While those same fans are concerned about sacks and believe that stopping every pass attempt is the only acceptable outcome, Casteel is focused on more realistic goals – things that win games. Two of those things are stopping runs for lost yardage, and getting more consistent effort and focus on every snap.
"One of the things we've been lacking is generating negative plays," said Casteel, referring not only to the sacks wished for by followers but also tackles in the backfield on running plays. "And the plays that were going for four and five yards, if we do a better job, then those are one- and two-yard gains. But I think the kids are getting better, especially as they learn to understand the importance of every snap. Some of the young guys are starting to figure that out, but they haven't had that urgency all the time. I think they are getting better with that, though. We did plenty of good things, and there are some things the kids have to continue to learn from. By and large we are proud of them."
The numbers bear Casteel out. The Mountaineers had six tackles for losses in the Pirate backfield for a total of 17 yards in losses. While the total lost yardage wasn't a huge number, those plays represented lost opportunities for East Carolina to establish a ball control attack, and forced it to be one-dimensional. That's a stated goal of the Mountaineer game plan, and when WVU can establish that in a game, wins usually result.
Of course, Casteel wasn't 100% pleased with his team's play. Some technique and execution errors led directly to all of ECU's points, and also prolonged some drives past the point of his liking.
"We had a couple of breakdowns on the last field goal drive," Casteel said of ECU's final scoring drive, on which the Pirates completed inside slants for a total of 32 yards, and allowed the pirates a third down and a fourth down conversion. "We had a couple of chances to get out, and in a tight ball game, you can't make those kinds of mistakes."
One mistake that pained Casteel in particular was the way in which ECU receivers were allowed to get inside releases on pass patterns toward the middle of the field. When defenders allow receivers to get inside them on slants and square-ins, completions usually result.
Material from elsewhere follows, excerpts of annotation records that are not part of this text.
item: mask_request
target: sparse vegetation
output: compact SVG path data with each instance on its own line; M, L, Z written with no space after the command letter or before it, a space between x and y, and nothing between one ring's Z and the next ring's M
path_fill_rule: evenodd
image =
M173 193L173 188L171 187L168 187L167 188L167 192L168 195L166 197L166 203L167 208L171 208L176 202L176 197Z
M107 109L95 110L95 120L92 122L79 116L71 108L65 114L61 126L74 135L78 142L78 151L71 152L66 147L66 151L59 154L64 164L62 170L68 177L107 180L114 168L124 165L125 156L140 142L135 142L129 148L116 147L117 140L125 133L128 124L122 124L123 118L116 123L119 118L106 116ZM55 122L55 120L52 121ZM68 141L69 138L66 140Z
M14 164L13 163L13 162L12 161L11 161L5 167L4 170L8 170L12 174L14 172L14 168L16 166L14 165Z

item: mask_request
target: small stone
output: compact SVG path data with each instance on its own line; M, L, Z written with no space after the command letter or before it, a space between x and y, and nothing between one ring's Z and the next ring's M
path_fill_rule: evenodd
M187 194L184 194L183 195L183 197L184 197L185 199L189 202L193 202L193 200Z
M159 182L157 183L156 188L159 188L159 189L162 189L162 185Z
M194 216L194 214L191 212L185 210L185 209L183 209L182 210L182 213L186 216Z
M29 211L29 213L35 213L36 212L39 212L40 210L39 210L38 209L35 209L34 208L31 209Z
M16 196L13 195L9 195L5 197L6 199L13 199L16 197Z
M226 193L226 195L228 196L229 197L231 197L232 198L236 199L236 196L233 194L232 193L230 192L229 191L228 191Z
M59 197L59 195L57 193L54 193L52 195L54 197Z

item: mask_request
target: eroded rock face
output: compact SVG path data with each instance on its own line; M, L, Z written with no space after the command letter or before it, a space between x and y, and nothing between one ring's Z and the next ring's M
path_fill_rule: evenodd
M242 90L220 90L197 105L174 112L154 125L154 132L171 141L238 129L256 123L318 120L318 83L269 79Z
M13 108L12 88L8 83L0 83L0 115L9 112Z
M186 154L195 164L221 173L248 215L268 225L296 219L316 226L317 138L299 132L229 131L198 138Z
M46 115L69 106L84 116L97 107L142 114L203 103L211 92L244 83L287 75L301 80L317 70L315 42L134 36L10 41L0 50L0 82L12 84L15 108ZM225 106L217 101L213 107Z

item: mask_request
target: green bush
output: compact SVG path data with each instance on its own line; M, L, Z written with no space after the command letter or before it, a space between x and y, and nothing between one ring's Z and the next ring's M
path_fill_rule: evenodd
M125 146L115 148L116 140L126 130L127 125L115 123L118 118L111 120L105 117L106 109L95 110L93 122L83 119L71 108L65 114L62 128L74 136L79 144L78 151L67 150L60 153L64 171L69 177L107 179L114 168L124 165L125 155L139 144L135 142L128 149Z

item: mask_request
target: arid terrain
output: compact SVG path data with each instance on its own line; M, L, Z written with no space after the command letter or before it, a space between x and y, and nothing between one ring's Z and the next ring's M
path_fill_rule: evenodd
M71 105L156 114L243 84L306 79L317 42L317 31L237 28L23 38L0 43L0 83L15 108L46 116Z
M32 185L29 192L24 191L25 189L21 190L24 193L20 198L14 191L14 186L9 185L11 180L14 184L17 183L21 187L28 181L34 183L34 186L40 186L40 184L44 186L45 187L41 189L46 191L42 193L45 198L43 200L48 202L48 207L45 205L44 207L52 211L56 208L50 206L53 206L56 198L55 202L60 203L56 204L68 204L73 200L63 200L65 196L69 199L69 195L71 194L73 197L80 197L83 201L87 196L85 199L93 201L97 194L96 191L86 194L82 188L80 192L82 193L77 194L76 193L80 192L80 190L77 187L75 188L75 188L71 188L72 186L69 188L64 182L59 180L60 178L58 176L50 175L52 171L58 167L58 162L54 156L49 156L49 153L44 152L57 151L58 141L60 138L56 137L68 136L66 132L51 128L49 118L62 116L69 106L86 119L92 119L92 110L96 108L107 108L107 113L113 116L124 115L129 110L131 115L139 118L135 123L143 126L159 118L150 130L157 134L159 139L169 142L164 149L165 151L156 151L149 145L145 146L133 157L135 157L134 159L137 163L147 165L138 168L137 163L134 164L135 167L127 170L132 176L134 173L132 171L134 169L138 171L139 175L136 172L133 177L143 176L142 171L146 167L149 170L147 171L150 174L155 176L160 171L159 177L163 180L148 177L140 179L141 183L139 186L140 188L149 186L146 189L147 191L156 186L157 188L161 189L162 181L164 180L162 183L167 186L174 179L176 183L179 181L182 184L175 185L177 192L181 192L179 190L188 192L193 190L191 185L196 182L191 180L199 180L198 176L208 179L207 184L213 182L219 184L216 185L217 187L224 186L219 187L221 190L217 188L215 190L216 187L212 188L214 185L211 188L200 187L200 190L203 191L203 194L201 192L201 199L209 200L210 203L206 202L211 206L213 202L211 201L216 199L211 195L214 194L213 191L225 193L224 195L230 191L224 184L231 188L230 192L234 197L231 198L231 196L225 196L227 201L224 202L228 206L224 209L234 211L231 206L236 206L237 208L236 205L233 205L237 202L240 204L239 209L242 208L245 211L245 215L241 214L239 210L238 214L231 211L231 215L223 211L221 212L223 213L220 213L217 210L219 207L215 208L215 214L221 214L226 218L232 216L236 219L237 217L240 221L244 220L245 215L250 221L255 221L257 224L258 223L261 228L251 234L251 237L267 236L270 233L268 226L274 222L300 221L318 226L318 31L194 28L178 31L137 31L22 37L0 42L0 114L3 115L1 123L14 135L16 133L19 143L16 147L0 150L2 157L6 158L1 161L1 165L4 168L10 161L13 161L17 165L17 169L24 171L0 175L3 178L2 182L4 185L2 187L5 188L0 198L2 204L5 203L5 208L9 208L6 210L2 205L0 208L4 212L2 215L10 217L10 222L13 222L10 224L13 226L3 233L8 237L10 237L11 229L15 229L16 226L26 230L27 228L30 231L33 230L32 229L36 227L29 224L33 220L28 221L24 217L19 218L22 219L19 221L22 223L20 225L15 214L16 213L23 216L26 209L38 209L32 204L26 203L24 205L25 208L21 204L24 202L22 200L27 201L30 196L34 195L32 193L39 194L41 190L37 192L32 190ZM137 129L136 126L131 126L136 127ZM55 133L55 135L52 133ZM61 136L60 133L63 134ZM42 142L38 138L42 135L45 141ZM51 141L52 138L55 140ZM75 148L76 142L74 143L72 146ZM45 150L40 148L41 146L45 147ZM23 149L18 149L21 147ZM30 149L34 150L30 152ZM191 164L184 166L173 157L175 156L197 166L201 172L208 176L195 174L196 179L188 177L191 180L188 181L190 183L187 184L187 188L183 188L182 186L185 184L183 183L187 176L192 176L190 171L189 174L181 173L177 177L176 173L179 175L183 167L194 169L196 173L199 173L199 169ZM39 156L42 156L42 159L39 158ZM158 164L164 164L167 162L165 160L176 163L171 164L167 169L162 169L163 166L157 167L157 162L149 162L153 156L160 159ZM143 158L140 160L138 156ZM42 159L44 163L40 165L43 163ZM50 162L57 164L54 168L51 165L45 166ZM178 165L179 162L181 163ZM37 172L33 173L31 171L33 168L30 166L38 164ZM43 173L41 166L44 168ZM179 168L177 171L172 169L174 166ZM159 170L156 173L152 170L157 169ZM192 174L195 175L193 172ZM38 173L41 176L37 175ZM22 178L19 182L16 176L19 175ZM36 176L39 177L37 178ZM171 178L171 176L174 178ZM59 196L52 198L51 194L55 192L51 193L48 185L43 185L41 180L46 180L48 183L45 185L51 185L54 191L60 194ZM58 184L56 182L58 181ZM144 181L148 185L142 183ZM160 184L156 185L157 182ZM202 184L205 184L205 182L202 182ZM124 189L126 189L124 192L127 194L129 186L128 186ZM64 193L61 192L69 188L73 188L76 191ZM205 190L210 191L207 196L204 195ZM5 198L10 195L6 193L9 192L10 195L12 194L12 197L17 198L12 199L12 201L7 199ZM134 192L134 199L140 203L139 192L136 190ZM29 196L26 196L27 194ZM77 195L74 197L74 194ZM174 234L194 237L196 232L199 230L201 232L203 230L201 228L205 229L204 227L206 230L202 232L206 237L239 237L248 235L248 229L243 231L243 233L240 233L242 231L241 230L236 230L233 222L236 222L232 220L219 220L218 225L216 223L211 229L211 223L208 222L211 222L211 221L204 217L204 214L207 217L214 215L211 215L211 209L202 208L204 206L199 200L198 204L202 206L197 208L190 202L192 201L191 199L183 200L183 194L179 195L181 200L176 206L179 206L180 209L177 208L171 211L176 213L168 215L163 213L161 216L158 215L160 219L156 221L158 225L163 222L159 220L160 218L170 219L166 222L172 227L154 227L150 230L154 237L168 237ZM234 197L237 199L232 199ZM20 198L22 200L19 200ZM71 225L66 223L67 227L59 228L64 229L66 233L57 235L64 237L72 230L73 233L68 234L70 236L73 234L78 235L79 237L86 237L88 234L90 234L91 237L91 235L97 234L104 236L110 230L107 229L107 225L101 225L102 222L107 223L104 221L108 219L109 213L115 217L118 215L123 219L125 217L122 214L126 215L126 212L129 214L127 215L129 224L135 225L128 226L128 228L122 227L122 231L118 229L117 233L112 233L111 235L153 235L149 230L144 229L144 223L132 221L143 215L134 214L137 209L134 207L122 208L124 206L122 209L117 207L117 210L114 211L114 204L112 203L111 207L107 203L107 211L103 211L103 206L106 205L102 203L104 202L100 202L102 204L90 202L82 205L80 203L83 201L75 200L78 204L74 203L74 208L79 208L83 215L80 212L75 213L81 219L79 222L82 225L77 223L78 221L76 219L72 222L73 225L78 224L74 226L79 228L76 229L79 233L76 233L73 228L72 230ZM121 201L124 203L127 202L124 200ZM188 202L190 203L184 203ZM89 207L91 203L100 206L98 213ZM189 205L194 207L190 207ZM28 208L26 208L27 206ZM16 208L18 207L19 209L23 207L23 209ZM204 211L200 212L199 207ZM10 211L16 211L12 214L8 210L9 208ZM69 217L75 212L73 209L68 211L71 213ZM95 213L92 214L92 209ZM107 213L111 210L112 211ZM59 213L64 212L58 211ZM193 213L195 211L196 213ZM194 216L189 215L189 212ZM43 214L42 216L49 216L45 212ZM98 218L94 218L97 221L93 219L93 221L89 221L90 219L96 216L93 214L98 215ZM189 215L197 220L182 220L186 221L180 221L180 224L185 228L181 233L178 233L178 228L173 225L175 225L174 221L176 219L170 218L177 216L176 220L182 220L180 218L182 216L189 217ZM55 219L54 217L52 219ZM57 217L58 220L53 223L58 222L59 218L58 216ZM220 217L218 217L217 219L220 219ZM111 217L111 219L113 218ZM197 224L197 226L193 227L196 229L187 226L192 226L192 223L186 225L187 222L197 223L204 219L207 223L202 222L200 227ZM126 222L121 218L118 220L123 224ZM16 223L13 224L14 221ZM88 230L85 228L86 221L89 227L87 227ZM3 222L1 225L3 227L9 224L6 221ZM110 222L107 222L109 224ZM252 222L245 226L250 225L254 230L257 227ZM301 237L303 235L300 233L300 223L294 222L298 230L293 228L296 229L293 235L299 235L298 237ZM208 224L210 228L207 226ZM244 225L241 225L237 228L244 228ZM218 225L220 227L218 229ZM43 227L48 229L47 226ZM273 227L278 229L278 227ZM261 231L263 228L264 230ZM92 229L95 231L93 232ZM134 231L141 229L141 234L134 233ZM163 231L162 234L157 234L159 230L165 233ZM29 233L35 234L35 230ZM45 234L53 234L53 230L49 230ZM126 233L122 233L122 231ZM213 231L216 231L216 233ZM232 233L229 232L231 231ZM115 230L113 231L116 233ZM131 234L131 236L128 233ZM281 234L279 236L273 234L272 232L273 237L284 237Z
"They were running inside cuts and our kid as to wall it," explained Casteel, referring to a technique where the defender forces the receiver to go outside rather than straight inside on his release. "We did it a few times and had some chances to pick it off, and we were mixing coverages up, so it was different guys at different times [making the mistake].
However, there were plenty of good things coming from the pass defense. While yielding completions can be frustrating to watch, it's better than giving up big plays. ECU managed just one of those on the evening, and that was due to an alignment error.
"I lined up about two yards off, and was out of position," said bandit Eric Wicks of East Carolina's lone touchdown, a 47-yard pass to Aundrae Allison. However, after that early mistake, the Mountaineers did an excellent job on the senior star, who finished with just 54 receiving yards.
"Allison had just four catches," Casteel said. "He got us early, and we had a bust on that [coverage], but for the most part I think the whole group played as well as they have so far."
Casteel also has to be pleased with West Virginia's red zone defense. The Mountaineers have yielded just two touchdowns and four field goals on 10 opponent trips inside their 20-yard line this year. They shut down ECU in the zone as well, allowing just a field goal on four Pirate forays, stopping one drive with a Charles Pugh fumble recovery, a second on downs, and the final one with a Antonio Lewis interception
"The kids did a nice job and elevated their game," said Casteel of the red zone stops. "I don't know how many times they threw it down there at the end, but we had a couple of chances to intercept the ball and end it a little bit earlier. We have won a lot of games over the last four or five years down inside the 10- or 15-yard line, and that's something we take pride in. We work on that a couple of times per week."
Obviously, whatever Casteel is devising is working well. WVU often drops eight players in those situations, crowding the passing lanes with defenders and forcing opposing quarterbacks to drop the ball off short or force a deeper throw into the teeth of the defense. West Virginia forced ten consecutive incompletions inside the red zone on ECU's final two drives (one didn't count due to a shaky pass interference call on Larry Williams). Those are numbers that Casteel can certainly live with as well.